ADA supports Military Spouse Licensing Relief Act

Washington — The ADA is supporting legislation to help military families by giving military spouses with valid professional licenses in one state reciprocity in the state where their spouse is currently serving on military orders.

In an April 27 letter to Senator Mike Lee, R-Utah, the ADA thanked the lawmaker for introducing S 1084, the Military Spouse Licensing Relief Act of 2021.

“Family member transition support and job security is a military readiness concern,” wrote ADA President Daniel J. Klemmedson, D.D.S., M.D., and Executive Director Kathleen T. O’Loughlin, D.M.D. “Eliminating this cumbersome hurdle for spouses lessens the stress of relocating… which will better prepare our service members to protect the nation. Furthermore, simplifying the spouse’s process for securing professional employment presents the opportunity for better economic stability for our military families.”

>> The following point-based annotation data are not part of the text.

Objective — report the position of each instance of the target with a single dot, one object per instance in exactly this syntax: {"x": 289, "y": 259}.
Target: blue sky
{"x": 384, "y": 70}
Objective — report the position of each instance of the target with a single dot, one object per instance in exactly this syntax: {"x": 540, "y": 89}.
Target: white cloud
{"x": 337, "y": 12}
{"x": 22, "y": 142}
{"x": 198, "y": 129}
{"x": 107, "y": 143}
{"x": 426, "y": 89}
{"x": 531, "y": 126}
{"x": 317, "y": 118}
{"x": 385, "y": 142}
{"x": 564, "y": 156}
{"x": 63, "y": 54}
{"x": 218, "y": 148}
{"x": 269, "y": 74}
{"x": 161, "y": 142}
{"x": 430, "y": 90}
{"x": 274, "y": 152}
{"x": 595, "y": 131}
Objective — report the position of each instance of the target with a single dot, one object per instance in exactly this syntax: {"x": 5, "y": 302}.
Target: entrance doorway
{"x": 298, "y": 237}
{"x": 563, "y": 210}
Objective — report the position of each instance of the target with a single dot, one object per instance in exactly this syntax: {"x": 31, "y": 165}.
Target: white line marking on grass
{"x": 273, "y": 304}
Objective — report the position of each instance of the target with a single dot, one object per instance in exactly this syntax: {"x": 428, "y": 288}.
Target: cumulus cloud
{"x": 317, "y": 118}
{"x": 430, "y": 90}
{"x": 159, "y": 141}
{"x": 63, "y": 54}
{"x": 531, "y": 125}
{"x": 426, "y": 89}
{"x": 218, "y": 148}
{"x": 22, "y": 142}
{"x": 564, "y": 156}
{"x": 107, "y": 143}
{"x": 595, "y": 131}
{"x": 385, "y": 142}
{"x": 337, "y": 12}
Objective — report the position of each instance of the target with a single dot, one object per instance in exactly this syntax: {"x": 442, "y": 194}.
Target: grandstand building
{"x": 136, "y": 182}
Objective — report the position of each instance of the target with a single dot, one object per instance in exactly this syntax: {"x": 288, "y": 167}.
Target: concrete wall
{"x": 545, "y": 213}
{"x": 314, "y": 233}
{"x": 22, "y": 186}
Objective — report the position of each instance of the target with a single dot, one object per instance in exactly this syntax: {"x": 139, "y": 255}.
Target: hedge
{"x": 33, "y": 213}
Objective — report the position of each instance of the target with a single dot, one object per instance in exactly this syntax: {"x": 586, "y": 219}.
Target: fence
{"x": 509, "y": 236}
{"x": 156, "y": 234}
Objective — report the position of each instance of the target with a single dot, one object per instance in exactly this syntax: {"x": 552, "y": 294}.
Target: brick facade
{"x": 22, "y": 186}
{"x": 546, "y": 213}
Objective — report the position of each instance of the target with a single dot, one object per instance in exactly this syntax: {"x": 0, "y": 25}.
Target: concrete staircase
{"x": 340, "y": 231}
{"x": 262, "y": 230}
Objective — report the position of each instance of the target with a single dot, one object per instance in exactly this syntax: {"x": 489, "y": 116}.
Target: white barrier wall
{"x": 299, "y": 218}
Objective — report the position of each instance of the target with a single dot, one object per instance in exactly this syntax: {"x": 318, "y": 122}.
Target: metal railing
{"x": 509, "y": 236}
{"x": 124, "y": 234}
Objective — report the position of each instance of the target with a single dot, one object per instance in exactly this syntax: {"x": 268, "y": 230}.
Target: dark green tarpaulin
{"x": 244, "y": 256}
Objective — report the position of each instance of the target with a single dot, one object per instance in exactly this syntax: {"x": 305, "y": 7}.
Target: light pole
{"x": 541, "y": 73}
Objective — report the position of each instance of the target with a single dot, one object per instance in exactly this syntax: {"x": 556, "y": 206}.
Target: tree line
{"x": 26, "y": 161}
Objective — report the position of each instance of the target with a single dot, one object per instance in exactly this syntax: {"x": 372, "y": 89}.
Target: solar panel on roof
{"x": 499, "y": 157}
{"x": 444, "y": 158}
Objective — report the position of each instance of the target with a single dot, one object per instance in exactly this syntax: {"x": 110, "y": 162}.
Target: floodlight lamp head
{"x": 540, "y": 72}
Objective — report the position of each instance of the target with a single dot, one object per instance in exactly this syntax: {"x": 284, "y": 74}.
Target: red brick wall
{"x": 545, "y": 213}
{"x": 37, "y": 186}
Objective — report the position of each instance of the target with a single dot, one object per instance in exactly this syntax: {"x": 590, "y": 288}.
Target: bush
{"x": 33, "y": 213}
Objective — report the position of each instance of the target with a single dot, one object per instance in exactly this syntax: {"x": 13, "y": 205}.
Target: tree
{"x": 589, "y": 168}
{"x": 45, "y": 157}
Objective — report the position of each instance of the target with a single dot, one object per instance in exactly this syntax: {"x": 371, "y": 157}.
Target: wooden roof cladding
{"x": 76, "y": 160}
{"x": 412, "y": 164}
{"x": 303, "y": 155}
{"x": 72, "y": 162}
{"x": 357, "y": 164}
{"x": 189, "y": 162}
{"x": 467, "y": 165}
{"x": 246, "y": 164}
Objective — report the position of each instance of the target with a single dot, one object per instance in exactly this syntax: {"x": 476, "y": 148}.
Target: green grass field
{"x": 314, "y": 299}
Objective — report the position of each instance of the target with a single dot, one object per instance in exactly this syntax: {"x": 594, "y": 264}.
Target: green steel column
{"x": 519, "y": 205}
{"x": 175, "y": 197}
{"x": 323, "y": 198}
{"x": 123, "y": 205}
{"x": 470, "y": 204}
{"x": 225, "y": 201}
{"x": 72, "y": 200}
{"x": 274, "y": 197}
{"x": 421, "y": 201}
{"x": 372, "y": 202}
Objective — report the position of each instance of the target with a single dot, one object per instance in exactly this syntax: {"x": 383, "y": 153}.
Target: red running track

In the letter, the ADA noted Department of Defense and Department of Labor studies that indicated military spouses face unemployment rates that are up to six times higher than the national average, which is driven in large part by the mobile military life. The Military Spouse Licensing Relief Act will help reduce employment barriers, ensure family stability and improve quality of life for the families of service members.

“It is not uncommon for civilian dentists to be spouses of service members,” Drs. Klemmedson and O’Loughlin wrote. “The ADA routinely supports these spouses through the onerous licensure process upon transfer of duty stations. By simply having a license in good standing according to the requirements in the jurisdiction that issued the license; and by complying with the new state’s standards of practice, discipline and fulfillment of any continuing education requirements, a military spouse could receive professional license reciprocity and easily resume the practice of dentistry. As such, the bill would enhance the dental workforce in military communities, which are often health professional shortage areas.”

In addition to military spouses, the bill would also provide portability of professional licensure or certification to the relocating service member.

“Streamlining the licensure process for both service members and their spouses will provide a stable platform for military families transitioning out of the military and settling down in the location in which they received military orders,” Drs. Klemmedson and O’Loughlin concluded. “The ADA strongly supports the Military Spouse Licensing Relief Act of 2021. We are stalwart supporters of the brave men and women of our nation’s Armed Services, as well as their unwavering families. Thank you for sponsoring this bill and for your leadership on this issue.”